Craft, Texture and the Poetry of Restraint

If Kuma provides the structure, Brewin Design Office delivers the emotional register. Their interiors avoid pastiche and instead focus on material intelligence ,a sensitivity to how surfaces feel, age and interact with light.

Cypress, cedar, bamboo and handmade ceramic elements sit alongside bronze details and Kyoto’s famed Nishiki-ori silk. These materials aren’t used for show; they are handled with the same understatement that defines the city itself. “Kyoto’s mastery lies in its restraint,” notes Brewin’s founder Robert Cheng. “It’s about carrying forward its spirit of discretion.

Guestrooms are oriented to capture shifting daylight, with stone soaking tubs positioned to encourage a slower ritual of bathing. Some overlook framed pockets of landscape; others feel cocooned, like private extensions of the courtyard.

INSIDE CAPELLA KYOTO: A NEW MACHIYA BY KENGO KUMA

Hospitality as Cultural Bridge

Public spaces continue the dialogue between tradition and contemporary craft.

The Living Room , conceived as a softly glowing andon lantern , feels like a salon crossed with a Kyoto townhouse parlour. Its atmosphere is gentle, textural, and grounded in Japanese notions of lightness.

The hotel’s signature restaurant is intimate rather than grand, drawing from the idea of the ochaya teahouse.
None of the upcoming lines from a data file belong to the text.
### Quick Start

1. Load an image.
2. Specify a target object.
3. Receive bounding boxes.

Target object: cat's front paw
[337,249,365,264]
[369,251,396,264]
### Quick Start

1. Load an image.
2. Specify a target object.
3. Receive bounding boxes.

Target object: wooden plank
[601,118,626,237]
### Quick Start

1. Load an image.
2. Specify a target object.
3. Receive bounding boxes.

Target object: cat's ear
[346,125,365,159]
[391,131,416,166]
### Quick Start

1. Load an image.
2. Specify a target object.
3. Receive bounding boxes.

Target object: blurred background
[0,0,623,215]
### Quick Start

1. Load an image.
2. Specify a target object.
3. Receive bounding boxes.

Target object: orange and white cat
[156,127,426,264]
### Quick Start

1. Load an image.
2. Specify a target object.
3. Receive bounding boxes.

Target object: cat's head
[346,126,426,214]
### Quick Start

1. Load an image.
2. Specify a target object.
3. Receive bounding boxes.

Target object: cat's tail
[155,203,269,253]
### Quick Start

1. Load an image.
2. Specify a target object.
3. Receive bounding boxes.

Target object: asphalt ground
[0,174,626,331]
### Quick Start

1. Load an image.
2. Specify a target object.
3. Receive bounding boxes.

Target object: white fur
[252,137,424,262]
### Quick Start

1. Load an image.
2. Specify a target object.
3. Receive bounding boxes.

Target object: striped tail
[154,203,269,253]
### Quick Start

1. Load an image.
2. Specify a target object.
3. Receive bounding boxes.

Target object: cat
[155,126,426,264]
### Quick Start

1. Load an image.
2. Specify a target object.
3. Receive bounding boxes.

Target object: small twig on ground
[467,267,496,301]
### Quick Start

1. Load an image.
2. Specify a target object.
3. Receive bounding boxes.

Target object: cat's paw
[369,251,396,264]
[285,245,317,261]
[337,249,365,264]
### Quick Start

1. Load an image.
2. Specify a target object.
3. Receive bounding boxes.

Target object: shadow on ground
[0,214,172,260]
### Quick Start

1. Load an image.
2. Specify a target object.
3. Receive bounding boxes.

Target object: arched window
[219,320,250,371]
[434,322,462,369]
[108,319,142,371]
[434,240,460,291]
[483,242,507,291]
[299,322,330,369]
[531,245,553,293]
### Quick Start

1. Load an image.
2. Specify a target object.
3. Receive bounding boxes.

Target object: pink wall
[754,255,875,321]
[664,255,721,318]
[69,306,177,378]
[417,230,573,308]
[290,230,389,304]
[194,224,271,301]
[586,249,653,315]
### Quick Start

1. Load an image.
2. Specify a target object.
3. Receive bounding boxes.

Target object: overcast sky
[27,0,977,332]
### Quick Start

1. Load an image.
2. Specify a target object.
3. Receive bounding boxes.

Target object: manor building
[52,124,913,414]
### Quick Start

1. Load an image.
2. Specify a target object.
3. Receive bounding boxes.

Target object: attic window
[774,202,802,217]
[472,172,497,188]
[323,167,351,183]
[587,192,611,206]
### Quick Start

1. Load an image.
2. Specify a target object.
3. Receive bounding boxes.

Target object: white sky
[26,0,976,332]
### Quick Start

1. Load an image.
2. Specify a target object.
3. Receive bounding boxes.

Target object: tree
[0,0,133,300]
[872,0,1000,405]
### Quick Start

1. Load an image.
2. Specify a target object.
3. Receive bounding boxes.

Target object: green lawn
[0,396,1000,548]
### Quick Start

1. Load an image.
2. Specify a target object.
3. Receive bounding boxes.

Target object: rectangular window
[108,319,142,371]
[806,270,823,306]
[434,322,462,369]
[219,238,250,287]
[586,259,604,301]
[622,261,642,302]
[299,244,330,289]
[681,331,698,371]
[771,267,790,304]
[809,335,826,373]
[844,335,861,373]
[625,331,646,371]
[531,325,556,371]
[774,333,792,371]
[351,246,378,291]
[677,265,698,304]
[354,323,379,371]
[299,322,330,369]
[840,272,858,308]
A residential-style lounge leads into a counter-focused dining room where reclaimed wood and lighting from the original Shinmichi Elementary School offer a grounded sense of continuity.

Kyoto has long lacked a sophisticated late-night dining culture, and Capella’s Japanese restaurant seeks to shift that narrative ,offering a rare evening space that balances refinement with ease.

Elsewhere, a French brasserie interprets Parisian café culture through Kyoto’s lens: marble and herringbone floors softened by pale woods, woven textures and floral arrangements that act as quiet interventions rather than decoration.

A Hotel in Conversation with Its City

There’s a consistent principle at work here: every design gesture slows the pace, centres the senses, and deepens the experience of place. “The architecture and interiors don’t merely frame experiences; they orchestrate a journey of discovery,” says John Blanco, Capella Kyoto’s Cluster General Manager.

Rather than offering Kyoto as a spectacle to consume, the hotel invites guests to inhabit it,to move through its corridors as they would its old neighbourhoods, to appreciate not only the big moments but the subtle transitions in between.

Capella Kyoto doesn’t imitate the past. It listens to it. And in doing so, it offers a new reading of the machiya ,one that feels unmistakably modern, yet rooted in the city’s delicate, intricate soul.